Akinwumi Adesina a précisé que la BAD abonderait pour 1,3 milliard $ dans la mise en œuvre du plan. Il a appelé les États-Unis à combler le déficit de financement. « Avec le soutien des États-Unis pour réduire le déficit de financement de 200 millions $, nous pouvons assurer le succès du Plan africain de production alimentaire d’urgence. »
Des aliments biofortifiés
David Beasley, directeur exécutif du Programme alimentaire mondial, et Tjada D’Oyen McKenna, directrice générale de l’ONG Mercy Corps, ont également apporté leur témoignage.
Pour cette dernière, « toutes les conditions sont réunies pour que s’installe une insécurité alimentaire mondiale accrue, pire, bien pire que les précédentes crises alimentaires de la dernière décennie. » La crise sanitaire et la crise climatique ne font que rendre la situation encore plus délicate.
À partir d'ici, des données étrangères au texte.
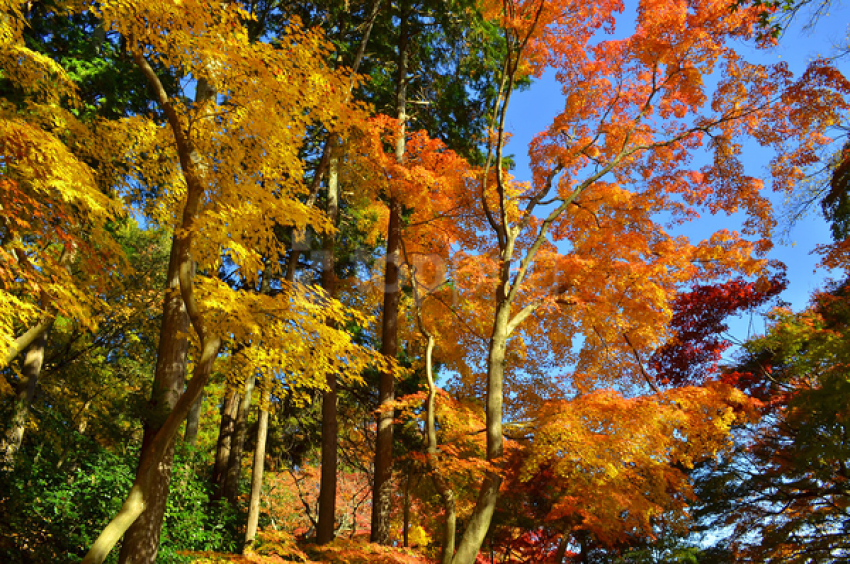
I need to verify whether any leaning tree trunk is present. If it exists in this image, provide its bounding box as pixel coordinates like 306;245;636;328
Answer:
210;389;239;501
83;53;221;564
316;138;339;544
370;3;409;544
118;237;189;564
2;321;52;472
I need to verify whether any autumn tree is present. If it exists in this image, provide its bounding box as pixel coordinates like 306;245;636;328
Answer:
66;4;380;562
697;282;850;562
0;2;129;469
438;2;845;563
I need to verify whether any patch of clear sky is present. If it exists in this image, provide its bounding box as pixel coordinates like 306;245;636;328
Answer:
506;0;850;339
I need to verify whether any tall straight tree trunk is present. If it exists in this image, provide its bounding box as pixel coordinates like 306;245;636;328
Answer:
210;388;239;501
370;3;409;544
243;386;271;552
118;235;189;564
314;0;382;544
316;138;339;544
2;318;53;472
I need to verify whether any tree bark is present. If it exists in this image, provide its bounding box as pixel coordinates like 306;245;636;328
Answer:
83;52;221;564
183;393;204;446
210;389;239;501
224;374;257;506
2;318;53;472
243;390;271;552
316;139;339;544
370;3;409;544
82;335;221;564
118;234;189;564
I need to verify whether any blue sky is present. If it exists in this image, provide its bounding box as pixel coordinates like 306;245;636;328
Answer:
506;0;850;339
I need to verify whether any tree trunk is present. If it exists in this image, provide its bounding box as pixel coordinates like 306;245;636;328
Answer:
183;393;204;447
414;334;457;564
83;52;221;564
316;138;339;544
210;388;239;501
118;237;189;564
452;302;511;564
370;4;409;544
2;318;53;472
224;374;257;506
243;390;271;552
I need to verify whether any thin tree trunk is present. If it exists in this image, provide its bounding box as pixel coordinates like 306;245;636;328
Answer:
316;139;339;544
224;374;257;506
370;4;409;544
452;300;510;564
401;467;410;548
314;0;382;544
243;390;271;552
210;388;239;501
420;334;457;564
2;318;53;472
183;393;204;446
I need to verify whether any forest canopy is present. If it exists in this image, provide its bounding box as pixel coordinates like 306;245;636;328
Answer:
0;0;850;564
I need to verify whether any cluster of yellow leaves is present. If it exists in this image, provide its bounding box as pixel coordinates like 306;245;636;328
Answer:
80;0;381;388
0;2;123;364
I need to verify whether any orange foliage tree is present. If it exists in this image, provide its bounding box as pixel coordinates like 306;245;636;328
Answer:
428;0;847;564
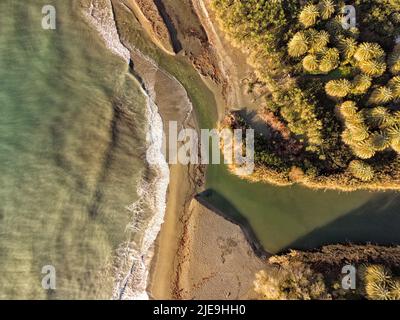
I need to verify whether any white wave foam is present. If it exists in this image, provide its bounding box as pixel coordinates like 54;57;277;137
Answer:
113;83;169;300
83;0;130;63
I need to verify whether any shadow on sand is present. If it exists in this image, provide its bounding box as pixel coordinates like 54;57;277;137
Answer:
196;189;271;260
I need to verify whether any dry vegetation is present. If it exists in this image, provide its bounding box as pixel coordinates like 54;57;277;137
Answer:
254;245;400;300
213;0;400;190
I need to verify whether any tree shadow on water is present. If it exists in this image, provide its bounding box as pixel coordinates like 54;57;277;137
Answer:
284;194;400;251
196;189;271;259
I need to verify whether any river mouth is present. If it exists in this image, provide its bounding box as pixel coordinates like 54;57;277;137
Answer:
109;0;400;253
204;165;400;254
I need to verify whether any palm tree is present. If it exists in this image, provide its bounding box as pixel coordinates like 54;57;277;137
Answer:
363;265;391;300
389;279;400;300
319;48;340;73
368;107;393;128
388;44;400;75
299;4;319;28
387;124;400;138
349;160;374;181
365;282;391;300
358;60;386;77
303;54;319;72
339;101;358;119
369;87;394;104
389;76;400;99
363;264;391;283
325;79;351;98
342;129;356;146
306;29;330;54
346;112;365;130
288;31;309;58
354;42;385;62
352;74;372;94
348;125;369;142
370;131;390;151
318;0;335;20
352;140;375;159
338;38;357;59
390;137;400;153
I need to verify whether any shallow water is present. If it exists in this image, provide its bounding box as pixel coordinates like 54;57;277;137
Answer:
0;0;150;299
206;161;400;253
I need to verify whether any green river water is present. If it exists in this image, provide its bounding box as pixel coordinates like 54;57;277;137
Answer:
0;0;400;299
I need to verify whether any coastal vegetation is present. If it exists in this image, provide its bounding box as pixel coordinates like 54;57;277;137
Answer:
254;245;400;300
212;0;400;190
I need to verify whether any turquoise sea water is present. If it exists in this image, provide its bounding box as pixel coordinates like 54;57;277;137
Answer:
0;0;145;299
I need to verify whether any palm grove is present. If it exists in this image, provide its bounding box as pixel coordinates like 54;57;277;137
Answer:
213;0;400;190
De son côté, Davis Beasley juge que l’insécurité alimentaire avait déjà commencé à augmenter fortement avant la guerre. Quelque 135 millions de personnes souffraient d’insécurité alimentaire aiguë avant le début de la pandémie. « La Covid-19 est apparue et ce chiffre est passé de 135 millions à 276 millions de personnes menacées de famine. »
Pour Akinwumi Adesina, le plan de production alimentaire qu’il propose favoriserait la production d’aliments nutritifs plutôt que de simples calories. « L’une des choses que nous soutiendrons dans le cadre de ce Plan de production alimentaire d’urgence, ce sont les aliments biofortifiés. Le sorgho enrichi en fer. La supplémentation nutritionnelle est importante », a insisté l’ancien ministre de l’Agriculture du Nigeria.
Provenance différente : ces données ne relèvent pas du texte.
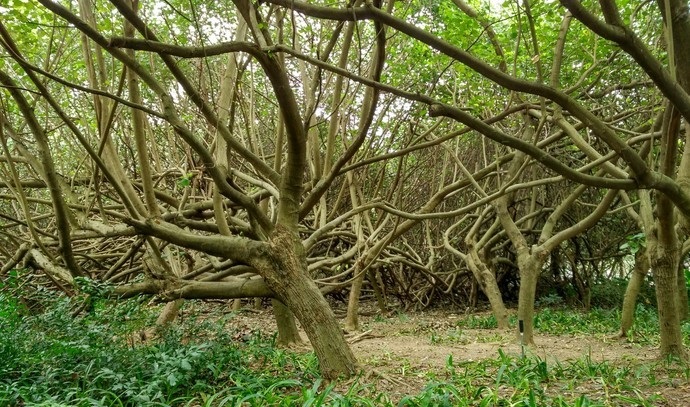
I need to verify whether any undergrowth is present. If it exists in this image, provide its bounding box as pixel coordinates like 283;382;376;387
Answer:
0;287;690;407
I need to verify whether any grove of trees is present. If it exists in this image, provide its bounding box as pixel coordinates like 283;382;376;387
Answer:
0;0;690;378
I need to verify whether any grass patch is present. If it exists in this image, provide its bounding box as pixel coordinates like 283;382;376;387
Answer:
0;290;690;407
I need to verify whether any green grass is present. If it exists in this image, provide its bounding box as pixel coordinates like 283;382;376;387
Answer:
0;287;690;407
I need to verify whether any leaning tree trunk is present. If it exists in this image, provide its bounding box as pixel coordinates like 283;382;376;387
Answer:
620;250;649;338
254;225;357;380
271;298;303;346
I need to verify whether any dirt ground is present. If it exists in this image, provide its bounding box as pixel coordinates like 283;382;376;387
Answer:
195;309;690;407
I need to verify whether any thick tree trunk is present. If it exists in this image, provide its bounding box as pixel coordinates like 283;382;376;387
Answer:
467;249;509;329
254;224;357;380
650;245;685;358
271;299;302;346
620;250;649;338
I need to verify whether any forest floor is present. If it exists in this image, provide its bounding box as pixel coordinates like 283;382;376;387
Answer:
207;304;690;407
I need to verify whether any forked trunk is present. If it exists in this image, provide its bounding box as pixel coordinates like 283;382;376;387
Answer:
254;225;357;380
620;250;649;338
467;250;509;329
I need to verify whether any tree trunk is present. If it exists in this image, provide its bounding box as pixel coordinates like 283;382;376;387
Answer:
345;268;364;332
271;299;303;346
620;250;649;338
254;224;357;380
678;264;688;321
650;242;685;359
467;248;509;329
518;262;539;345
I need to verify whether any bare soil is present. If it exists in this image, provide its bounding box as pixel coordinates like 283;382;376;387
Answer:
191;309;690;407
Qui a souligné que l’institution organisait des réunions avec des entreprises internationales d’engrais pour discuter des moyens de garantir que les agriculteurs africains continuent d’avoir accès à ces intrants. « Si nous ne résolvons pas le problème des engrais, nous ne pourrons pas résoudre le problème alimentaire. »
Enfin, Akinwumi Adesina estime que son plan aurait un impact à long terme sur la productivité alimentaire de l’Afrique. Cette initiative permettra de « conduire les changements structurels dans l’agriculture, afin de libérer tout le potentiel de l’Afrique pour qu’elle devienne un grenier pour le monde ».
Fin avril, le patron de la BAD avait déjà obtenu le soutien des États-Unis, ainsi que celui d’autres partenaires, afin que le Fonds africain de développement puisse lever davantage de capitaux sur les marchés.
Tjada D’Oyen McKenna est directrice générale de Mercy Corps.